Really, really need to meditate.
But don’t want to be left alone with my thoughts.
Been watching non stop TV instead to make up.
Really, really need to meditate.
But don’t want to be left alone with my thoughts.
Been watching non stop TV instead to make up.
It didn’t rain today. Mostly. There were passing showers throughout the day, but nothing stuck around long enough.
Spoke to Ma. It was a long chat, and a generally happy one. It was nice to hear her sound cheerful, after 5+ years of sleep deprivation & tiredness, and a few weeks of crying, loss and loneliness.
We went for a run. I ran 7K on the road – to the cathedral and back up – and then took the boys for a lap on the ridge (~3K). It was better than yesterday’s run – legs felt better, faster. Felt a tiny bit stronger.
10 mins of calm.
Finish meditation, take off headphones.
Peace level: 8.
*ting tong*
Bell rings.
*bow bow bow*
Boy responds.
Peace level: zero.
C’est la vie!
10 mins of calm, yesterday.
An easy 10K run in beautiful snow.
A very well behaved Chewie on, and since, the run.

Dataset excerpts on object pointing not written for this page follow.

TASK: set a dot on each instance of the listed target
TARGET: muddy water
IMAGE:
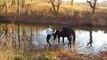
(99, 37)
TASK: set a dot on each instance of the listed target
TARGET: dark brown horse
(65, 32)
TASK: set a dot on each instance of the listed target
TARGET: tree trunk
(72, 2)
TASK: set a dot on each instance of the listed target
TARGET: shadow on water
(35, 35)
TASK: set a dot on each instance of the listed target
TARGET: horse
(65, 32)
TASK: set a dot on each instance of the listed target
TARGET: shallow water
(99, 37)
(82, 38)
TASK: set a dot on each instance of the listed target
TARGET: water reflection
(37, 34)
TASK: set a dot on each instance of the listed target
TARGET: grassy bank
(41, 13)
(48, 54)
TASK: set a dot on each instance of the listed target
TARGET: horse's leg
(69, 39)
(58, 40)
(63, 40)
(48, 38)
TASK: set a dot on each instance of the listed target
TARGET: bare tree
(72, 2)
(18, 6)
(92, 5)
(55, 6)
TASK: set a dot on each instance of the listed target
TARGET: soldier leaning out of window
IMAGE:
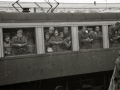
(7, 46)
(19, 43)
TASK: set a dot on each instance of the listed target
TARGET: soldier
(117, 73)
(61, 35)
(65, 32)
(56, 41)
(19, 43)
(84, 38)
(97, 43)
(7, 46)
(51, 31)
(48, 47)
(115, 40)
(91, 36)
(67, 43)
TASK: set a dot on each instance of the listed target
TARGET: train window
(90, 37)
(18, 41)
(114, 35)
(57, 39)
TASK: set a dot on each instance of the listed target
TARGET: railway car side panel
(26, 69)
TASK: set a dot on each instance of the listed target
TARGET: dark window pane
(18, 41)
(57, 39)
(90, 37)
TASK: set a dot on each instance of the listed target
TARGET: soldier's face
(61, 35)
(47, 37)
(84, 29)
(7, 39)
(97, 29)
(51, 31)
(19, 34)
(68, 38)
(65, 30)
(56, 34)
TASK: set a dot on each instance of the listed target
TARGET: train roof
(57, 17)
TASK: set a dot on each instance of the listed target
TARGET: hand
(56, 42)
(118, 36)
(19, 45)
(69, 42)
(91, 39)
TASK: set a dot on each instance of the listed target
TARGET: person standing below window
(56, 41)
(97, 43)
(19, 43)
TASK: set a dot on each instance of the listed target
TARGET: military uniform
(16, 50)
(66, 44)
(117, 74)
(83, 36)
(97, 43)
(115, 40)
(55, 41)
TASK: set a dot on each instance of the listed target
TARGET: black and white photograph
(59, 44)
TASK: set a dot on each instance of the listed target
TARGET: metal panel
(13, 16)
(109, 16)
(78, 17)
(36, 16)
(25, 69)
(92, 16)
(59, 17)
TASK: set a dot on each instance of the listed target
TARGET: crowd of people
(18, 44)
(89, 38)
(57, 41)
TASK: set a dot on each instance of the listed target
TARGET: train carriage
(39, 64)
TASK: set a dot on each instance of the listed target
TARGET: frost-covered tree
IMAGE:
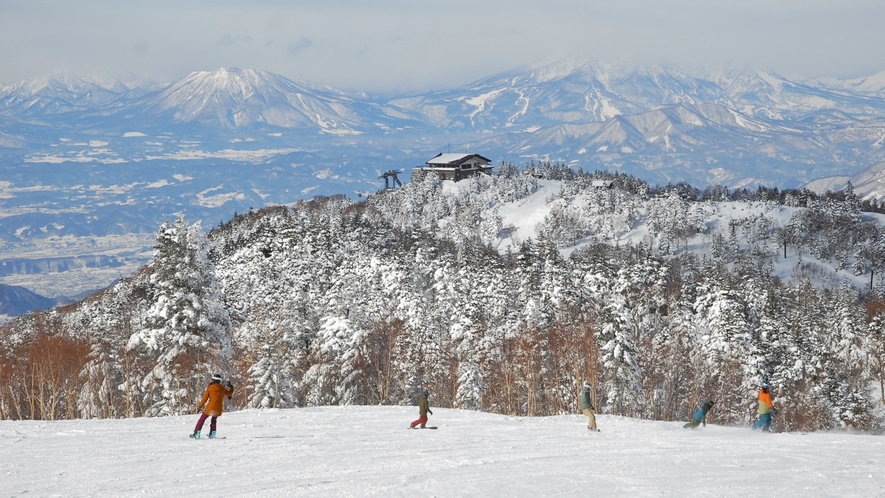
(186, 324)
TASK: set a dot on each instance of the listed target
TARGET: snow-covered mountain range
(86, 159)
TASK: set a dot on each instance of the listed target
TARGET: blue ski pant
(764, 422)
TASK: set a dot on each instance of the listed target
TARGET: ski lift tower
(390, 179)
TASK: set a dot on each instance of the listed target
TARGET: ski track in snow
(368, 451)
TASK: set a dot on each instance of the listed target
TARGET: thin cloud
(229, 40)
(299, 46)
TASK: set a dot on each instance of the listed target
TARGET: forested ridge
(502, 293)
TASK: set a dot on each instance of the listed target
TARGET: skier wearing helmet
(766, 407)
(213, 399)
(423, 410)
(587, 407)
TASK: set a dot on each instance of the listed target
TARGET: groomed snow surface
(368, 451)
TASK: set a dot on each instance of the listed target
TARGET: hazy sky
(401, 45)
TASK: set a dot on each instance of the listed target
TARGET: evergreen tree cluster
(661, 301)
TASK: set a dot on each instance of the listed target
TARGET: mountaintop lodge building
(454, 166)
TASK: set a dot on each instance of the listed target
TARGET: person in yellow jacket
(423, 410)
(766, 407)
(213, 398)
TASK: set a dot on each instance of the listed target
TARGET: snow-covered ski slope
(369, 451)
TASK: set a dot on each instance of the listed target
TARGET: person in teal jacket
(700, 416)
(587, 407)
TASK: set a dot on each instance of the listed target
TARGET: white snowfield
(369, 451)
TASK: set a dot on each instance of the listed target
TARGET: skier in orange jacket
(765, 408)
(213, 399)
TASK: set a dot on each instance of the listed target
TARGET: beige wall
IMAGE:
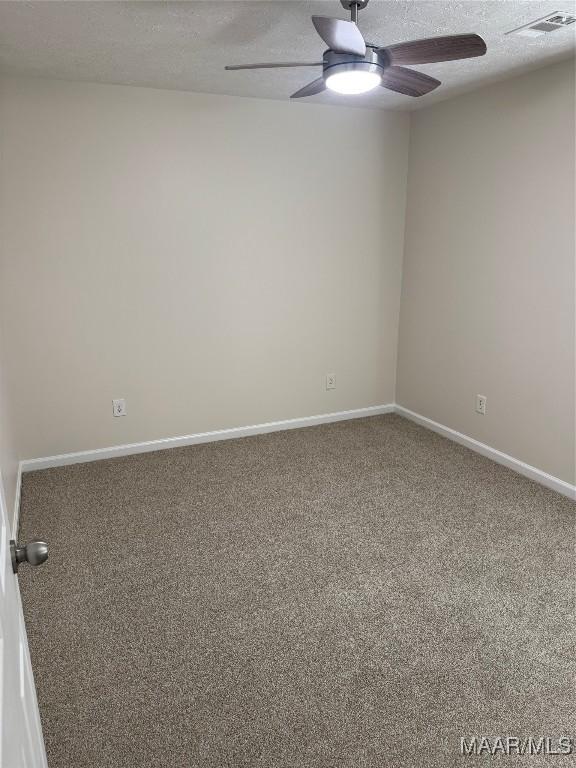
(208, 258)
(488, 280)
(8, 449)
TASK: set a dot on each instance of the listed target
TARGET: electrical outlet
(119, 407)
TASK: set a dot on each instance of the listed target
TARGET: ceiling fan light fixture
(353, 81)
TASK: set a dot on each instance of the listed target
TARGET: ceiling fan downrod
(354, 6)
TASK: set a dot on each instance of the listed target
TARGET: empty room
(287, 384)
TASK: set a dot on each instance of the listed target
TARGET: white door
(21, 743)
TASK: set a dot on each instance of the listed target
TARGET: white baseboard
(98, 454)
(561, 486)
(30, 465)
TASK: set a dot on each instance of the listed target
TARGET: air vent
(551, 23)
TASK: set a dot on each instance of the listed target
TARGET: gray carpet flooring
(355, 595)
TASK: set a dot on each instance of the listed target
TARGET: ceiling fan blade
(408, 81)
(434, 49)
(316, 86)
(275, 65)
(340, 36)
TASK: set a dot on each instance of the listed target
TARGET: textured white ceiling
(185, 45)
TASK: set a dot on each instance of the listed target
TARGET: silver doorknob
(35, 553)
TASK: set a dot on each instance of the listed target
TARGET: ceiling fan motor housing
(347, 62)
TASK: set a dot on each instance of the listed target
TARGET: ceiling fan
(353, 66)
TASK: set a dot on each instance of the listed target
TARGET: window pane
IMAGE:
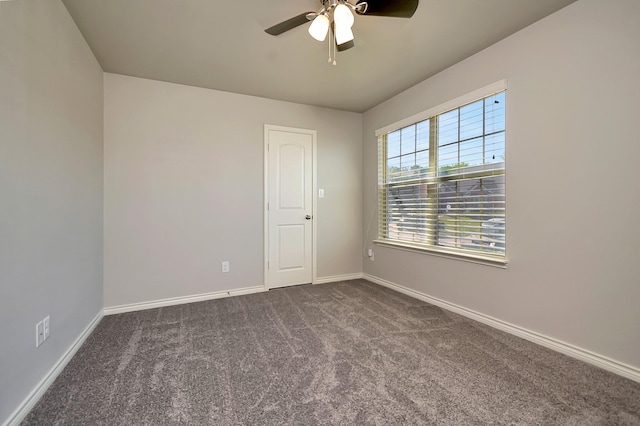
(494, 149)
(408, 138)
(466, 215)
(407, 165)
(422, 161)
(422, 135)
(471, 214)
(471, 153)
(448, 127)
(447, 157)
(407, 219)
(393, 169)
(494, 113)
(471, 120)
(393, 144)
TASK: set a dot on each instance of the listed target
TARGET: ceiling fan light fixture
(319, 27)
(342, 16)
(343, 34)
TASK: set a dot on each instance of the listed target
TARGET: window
(442, 179)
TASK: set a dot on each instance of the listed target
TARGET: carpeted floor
(343, 353)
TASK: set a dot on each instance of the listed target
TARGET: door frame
(314, 190)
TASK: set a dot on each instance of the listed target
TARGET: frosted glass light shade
(343, 34)
(342, 16)
(319, 27)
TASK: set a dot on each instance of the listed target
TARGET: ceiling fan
(335, 17)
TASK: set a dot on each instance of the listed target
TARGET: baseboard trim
(132, 307)
(30, 401)
(336, 278)
(573, 351)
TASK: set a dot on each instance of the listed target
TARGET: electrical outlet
(39, 333)
(46, 325)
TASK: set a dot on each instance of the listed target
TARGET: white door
(289, 204)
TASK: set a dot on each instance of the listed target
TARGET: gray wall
(184, 174)
(50, 191)
(572, 193)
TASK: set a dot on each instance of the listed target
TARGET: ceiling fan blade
(289, 24)
(344, 46)
(392, 8)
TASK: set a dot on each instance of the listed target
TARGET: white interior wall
(184, 172)
(50, 191)
(572, 192)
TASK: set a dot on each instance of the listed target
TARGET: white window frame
(499, 260)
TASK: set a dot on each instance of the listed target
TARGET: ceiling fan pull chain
(334, 49)
(329, 60)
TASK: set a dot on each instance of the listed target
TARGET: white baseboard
(180, 300)
(30, 401)
(598, 360)
(336, 278)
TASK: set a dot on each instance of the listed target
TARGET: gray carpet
(343, 353)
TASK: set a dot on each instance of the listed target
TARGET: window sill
(442, 252)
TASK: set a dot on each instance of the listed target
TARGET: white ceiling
(222, 45)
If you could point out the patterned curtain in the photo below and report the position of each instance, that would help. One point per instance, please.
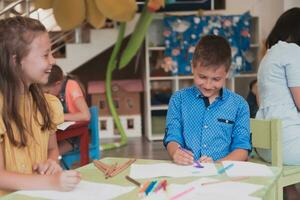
(182, 33)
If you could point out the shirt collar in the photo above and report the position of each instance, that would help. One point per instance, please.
(199, 94)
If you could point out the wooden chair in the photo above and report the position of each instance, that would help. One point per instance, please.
(266, 134)
(70, 158)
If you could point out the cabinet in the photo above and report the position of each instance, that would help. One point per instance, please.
(159, 85)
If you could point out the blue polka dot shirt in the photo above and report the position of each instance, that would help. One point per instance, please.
(213, 130)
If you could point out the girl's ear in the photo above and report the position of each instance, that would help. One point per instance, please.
(14, 59)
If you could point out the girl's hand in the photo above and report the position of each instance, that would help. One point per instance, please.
(48, 167)
(183, 156)
(206, 159)
(67, 180)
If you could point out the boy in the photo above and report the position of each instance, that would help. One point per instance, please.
(208, 122)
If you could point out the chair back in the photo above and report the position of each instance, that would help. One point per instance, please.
(94, 130)
(266, 134)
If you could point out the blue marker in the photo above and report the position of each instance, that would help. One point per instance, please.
(197, 164)
(223, 169)
(150, 187)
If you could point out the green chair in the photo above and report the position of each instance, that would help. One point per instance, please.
(266, 134)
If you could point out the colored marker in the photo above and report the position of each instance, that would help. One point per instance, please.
(223, 169)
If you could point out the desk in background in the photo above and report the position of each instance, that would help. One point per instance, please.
(79, 129)
(91, 173)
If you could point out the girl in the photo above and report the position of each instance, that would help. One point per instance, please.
(28, 148)
(72, 96)
(70, 92)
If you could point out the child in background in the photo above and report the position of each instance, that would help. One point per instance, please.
(252, 98)
(279, 87)
(208, 122)
(28, 147)
(72, 96)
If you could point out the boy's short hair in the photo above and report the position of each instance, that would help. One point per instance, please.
(212, 50)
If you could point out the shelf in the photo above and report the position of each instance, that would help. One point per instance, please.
(157, 136)
(160, 85)
(162, 78)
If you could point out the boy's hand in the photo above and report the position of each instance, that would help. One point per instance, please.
(206, 159)
(183, 156)
(49, 167)
(66, 180)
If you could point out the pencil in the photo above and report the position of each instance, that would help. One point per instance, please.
(110, 170)
(133, 181)
(186, 151)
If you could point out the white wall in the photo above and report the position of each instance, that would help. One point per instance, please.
(266, 10)
(291, 3)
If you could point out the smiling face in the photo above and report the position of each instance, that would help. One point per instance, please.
(209, 80)
(37, 64)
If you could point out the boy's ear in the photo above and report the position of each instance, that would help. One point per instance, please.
(57, 83)
(14, 59)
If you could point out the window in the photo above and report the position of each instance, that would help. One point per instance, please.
(116, 102)
(130, 124)
(129, 103)
(103, 125)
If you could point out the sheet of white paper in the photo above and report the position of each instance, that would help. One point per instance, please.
(247, 169)
(85, 190)
(65, 125)
(170, 170)
(226, 188)
(224, 191)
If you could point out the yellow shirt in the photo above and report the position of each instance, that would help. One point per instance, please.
(22, 159)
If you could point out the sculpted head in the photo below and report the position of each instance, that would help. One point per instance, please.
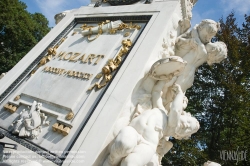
(216, 52)
(164, 146)
(33, 122)
(207, 29)
(188, 126)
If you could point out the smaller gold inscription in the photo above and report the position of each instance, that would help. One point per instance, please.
(69, 73)
(61, 129)
(11, 108)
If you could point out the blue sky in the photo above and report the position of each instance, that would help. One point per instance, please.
(204, 9)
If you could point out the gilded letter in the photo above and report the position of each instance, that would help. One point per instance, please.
(72, 58)
(61, 54)
(98, 58)
(69, 53)
(46, 68)
(90, 58)
(82, 58)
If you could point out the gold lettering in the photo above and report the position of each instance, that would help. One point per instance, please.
(72, 58)
(82, 58)
(61, 54)
(46, 68)
(54, 70)
(80, 74)
(98, 59)
(76, 73)
(69, 53)
(90, 58)
(61, 71)
(70, 72)
(90, 76)
(51, 69)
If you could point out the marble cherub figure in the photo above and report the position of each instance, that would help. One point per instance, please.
(29, 123)
(138, 142)
(202, 32)
(196, 53)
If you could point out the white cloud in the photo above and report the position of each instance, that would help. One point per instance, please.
(240, 6)
(50, 8)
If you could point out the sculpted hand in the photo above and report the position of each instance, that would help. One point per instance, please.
(171, 82)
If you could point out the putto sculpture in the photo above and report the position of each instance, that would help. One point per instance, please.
(159, 112)
(29, 123)
(137, 143)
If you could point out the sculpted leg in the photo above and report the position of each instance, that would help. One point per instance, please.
(140, 156)
(123, 145)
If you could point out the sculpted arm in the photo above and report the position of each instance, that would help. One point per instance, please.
(176, 108)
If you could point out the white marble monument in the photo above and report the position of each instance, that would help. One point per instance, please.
(106, 86)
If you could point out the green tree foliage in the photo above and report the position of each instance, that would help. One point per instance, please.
(19, 32)
(219, 99)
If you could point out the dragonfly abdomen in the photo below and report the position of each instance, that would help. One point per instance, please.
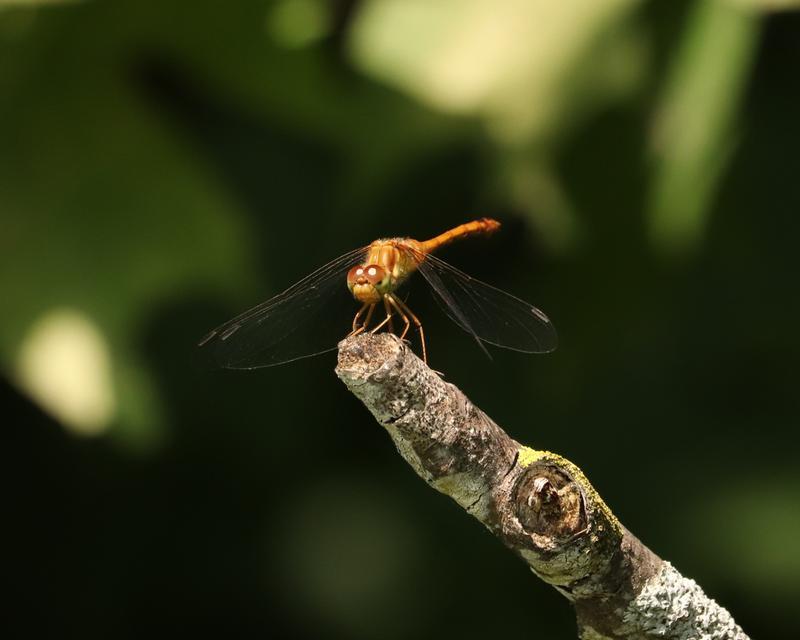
(484, 226)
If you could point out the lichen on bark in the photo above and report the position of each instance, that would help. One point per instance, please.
(540, 505)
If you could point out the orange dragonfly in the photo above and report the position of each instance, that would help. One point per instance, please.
(296, 323)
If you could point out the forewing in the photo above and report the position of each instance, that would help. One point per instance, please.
(307, 319)
(487, 313)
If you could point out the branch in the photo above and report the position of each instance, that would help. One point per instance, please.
(540, 505)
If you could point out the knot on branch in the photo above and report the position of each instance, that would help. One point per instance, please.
(550, 505)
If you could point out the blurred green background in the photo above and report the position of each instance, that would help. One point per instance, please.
(165, 165)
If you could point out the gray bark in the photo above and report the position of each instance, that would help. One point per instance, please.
(540, 505)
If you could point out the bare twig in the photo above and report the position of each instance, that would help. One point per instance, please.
(537, 503)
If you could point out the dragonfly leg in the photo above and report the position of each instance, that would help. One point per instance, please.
(388, 313)
(390, 300)
(386, 320)
(356, 328)
(403, 307)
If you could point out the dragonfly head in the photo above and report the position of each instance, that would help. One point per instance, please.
(368, 283)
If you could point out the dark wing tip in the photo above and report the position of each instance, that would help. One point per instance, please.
(207, 338)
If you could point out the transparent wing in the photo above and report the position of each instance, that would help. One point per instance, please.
(307, 319)
(487, 313)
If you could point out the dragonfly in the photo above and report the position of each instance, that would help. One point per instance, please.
(299, 322)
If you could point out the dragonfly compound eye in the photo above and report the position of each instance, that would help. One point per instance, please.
(374, 274)
(370, 274)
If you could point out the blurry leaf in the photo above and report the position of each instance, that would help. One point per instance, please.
(694, 133)
(511, 61)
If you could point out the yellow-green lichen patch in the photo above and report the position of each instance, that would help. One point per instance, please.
(527, 456)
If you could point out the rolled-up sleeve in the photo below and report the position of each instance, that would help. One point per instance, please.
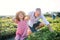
(44, 19)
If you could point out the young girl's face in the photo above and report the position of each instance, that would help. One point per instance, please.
(21, 16)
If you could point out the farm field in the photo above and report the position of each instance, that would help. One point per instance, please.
(8, 29)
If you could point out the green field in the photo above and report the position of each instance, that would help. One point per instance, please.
(8, 27)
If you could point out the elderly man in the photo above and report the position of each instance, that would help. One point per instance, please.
(34, 20)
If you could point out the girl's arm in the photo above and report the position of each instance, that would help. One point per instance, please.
(27, 18)
(15, 20)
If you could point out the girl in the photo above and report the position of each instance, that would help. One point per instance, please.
(21, 32)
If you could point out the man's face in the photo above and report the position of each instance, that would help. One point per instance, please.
(37, 13)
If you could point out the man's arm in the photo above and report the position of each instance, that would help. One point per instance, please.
(46, 22)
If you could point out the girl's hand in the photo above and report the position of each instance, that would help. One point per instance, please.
(15, 20)
(27, 18)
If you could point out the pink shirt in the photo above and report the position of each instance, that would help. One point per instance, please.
(21, 27)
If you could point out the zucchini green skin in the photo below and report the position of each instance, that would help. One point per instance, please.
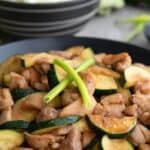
(52, 77)
(16, 124)
(100, 131)
(125, 144)
(93, 145)
(100, 92)
(20, 93)
(46, 126)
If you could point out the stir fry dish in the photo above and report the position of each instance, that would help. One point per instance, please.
(74, 100)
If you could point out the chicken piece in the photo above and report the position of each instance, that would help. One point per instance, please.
(87, 137)
(42, 141)
(77, 108)
(140, 135)
(143, 87)
(112, 99)
(31, 75)
(143, 103)
(118, 61)
(34, 101)
(47, 113)
(90, 81)
(23, 148)
(72, 141)
(70, 53)
(131, 110)
(70, 95)
(111, 106)
(62, 130)
(17, 81)
(6, 100)
(6, 115)
(144, 147)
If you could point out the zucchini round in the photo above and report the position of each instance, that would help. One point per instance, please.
(114, 127)
(115, 144)
(16, 124)
(10, 139)
(47, 126)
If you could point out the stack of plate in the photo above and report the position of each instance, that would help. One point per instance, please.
(45, 19)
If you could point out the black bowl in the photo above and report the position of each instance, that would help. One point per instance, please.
(49, 15)
(147, 31)
(29, 6)
(98, 45)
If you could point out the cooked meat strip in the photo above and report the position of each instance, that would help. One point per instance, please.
(47, 113)
(42, 68)
(62, 130)
(131, 110)
(6, 115)
(77, 108)
(140, 135)
(87, 137)
(70, 95)
(72, 141)
(111, 106)
(42, 141)
(90, 81)
(118, 61)
(35, 79)
(69, 53)
(6, 100)
(17, 81)
(34, 102)
(144, 147)
(143, 103)
(23, 148)
(143, 87)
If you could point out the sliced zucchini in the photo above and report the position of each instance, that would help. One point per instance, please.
(82, 125)
(16, 124)
(11, 64)
(114, 127)
(28, 60)
(20, 93)
(47, 126)
(134, 74)
(9, 139)
(115, 144)
(105, 85)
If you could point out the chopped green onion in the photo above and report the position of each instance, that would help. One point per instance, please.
(72, 73)
(64, 83)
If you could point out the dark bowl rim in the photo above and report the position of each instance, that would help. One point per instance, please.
(73, 2)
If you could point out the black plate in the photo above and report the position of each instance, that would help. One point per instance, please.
(99, 45)
(42, 6)
(48, 16)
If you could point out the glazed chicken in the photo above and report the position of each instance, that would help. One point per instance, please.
(75, 100)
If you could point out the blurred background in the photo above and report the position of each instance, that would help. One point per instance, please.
(120, 20)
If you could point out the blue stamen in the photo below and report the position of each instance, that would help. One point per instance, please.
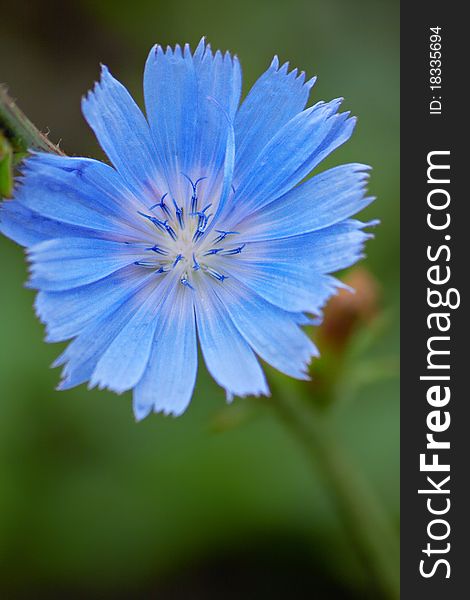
(160, 224)
(179, 214)
(216, 274)
(234, 250)
(145, 263)
(196, 265)
(223, 235)
(194, 195)
(184, 281)
(177, 259)
(157, 250)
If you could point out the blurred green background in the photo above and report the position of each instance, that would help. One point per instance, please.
(222, 502)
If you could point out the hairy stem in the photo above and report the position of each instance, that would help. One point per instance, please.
(373, 536)
(16, 126)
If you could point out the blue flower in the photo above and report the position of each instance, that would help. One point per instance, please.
(202, 229)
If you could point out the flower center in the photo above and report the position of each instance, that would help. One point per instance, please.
(186, 243)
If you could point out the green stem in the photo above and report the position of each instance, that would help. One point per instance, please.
(373, 536)
(16, 126)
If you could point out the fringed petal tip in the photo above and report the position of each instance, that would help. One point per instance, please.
(283, 70)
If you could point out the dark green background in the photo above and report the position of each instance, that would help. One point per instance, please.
(221, 502)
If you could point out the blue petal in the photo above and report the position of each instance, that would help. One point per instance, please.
(67, 313)
(273, 333)
(66, 263)
(79, 192)
(228, 357)
(82, 355)
(275, 98)
(168, 382)
(124, 135)
(324, 200)
(294, 287)
(325, 251)
(290, 156)
(123, 363)
(188, 99)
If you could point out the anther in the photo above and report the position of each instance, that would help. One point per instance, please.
(179, 214)
(157, 250)
(216, 274)
(177, 259)
(196, 265)
(223, 235)
(213, 251)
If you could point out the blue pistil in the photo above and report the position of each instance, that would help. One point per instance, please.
(233, 250)
(223, 235)
(157, 250)
(177, 259)
(216, 274)
(145, 263)
(194, 194)
(179, 214)
(184, 281)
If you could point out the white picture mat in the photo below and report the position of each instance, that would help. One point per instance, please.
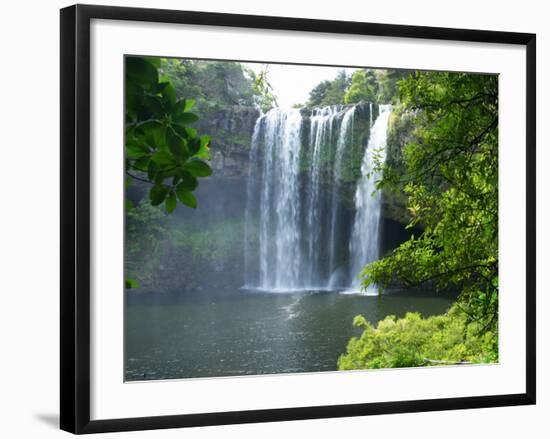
(112, 398)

Nibali’s thrilling attack for the win at Milan San Remo.1
Ireland’s domineering win at England, completing the 6 nations grand slam.
Simple things.
Didn’t work, or workout all day. Started it in happy, high-energy mode, but blew it.
No swimming, pilates or yoga this week. Not much stretching today either.
Need to meditate to get my head at peace. Haven’t. In weeks.
Forgot to take the torch for evening walk. Chewie went barking at some guy walking in the arboretum. By the time I got him under control, Dudley went off to the guy, who was already rattled.
I hate loud noises. Chewie’s bark is really loud. I had to scold him, badly. All bad for my mental peace.
In all the chaos, I also dropped my phone. The screen protector is in bits now, but at least it saved the screen.
Then, my favourite bluetooth headphones stopped working. I couldn’t listen to any podcasts on the walk.
Next, Dudley tore off Chewie’s lighted collar. I saw that, so picked up the collar, but lost a battery. Since I had forgotten the torch, I had to use phone flash light to look for it. Took a bit.
Dudley got a bit of a scolding. I hate scolding. I hate loud voices, including my own. Not good for my mental peace.
I want to get some things done – things to do with work, with new work, with money, with parents, with us, and more. I’m not doing anything.
I’m angry. Just angry. I need to run.